Он шел и думал, и мысли давались ему с трудом. Чувство же было одно — отвращение к ее наготе, к ее слезам, и, возвращаясь памятью к трем месяцам жизни с ней, все или почти все принимало этот оттенок — бесстыдства, грубости и лжи, не за что было ухватиться, так все было скользко, так гадко, и самым невыносимым было сознание какого-то неизжитого, напрасного обмана перед самим собой, — она была не она, и он был не он в этом соединении.

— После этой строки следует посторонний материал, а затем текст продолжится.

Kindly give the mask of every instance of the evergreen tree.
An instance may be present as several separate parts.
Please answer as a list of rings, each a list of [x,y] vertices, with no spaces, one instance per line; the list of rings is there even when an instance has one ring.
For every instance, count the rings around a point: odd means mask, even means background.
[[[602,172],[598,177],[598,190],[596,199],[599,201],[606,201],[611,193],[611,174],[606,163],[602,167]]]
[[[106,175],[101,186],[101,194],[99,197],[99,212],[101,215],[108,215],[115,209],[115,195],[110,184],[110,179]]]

Он шел по улицам, во мраке и влажности этого вечера, не замечая людей, шедших мимо. На огни — он заходил, чтобы выпить, и душа — да-да, вот и доказательство ее существования! — душа его от спирта расправляла свои пыльные крылышки. Еще разок один брякнуть деньгами по цинку, хлопнуть под язык, почувствовать к плечам и ребрам бегущее тепло, то самое, которого ему было так мало. А вот опять какой-то угол, фонарь, аптека; стоит телега высокая, белая, грязная, в какой возят лед; стоит лошадь. Не путайте, пожалуйста — при чем тут артиллерия? Николаевского кавалерийского, славного училища… «Ишь ты, — говорит он, заламывая на затылок шляпу и обнимая смирную каурую лошадиную морду с большим глазом, — ишь ты!» И гладит, и треплет ее, и целует в губу, и нюхает воздух, дующий ему в лицо из ее смирной ноздри. И она нюхает его, и так они нюхают друг друга. «Ишь ты, узнала, вспомнила, — говорит Бологовский, — не забыла». И щекой, щекой и всем лицом, он трется и обеими руками гладит.
Возница, внесший в кафе ледяной брус, возвращается, молча лезет на козлы, молча поднимает кнут. И лошадь уходит, равнодушно, покорно, оставляя Бологовского одного.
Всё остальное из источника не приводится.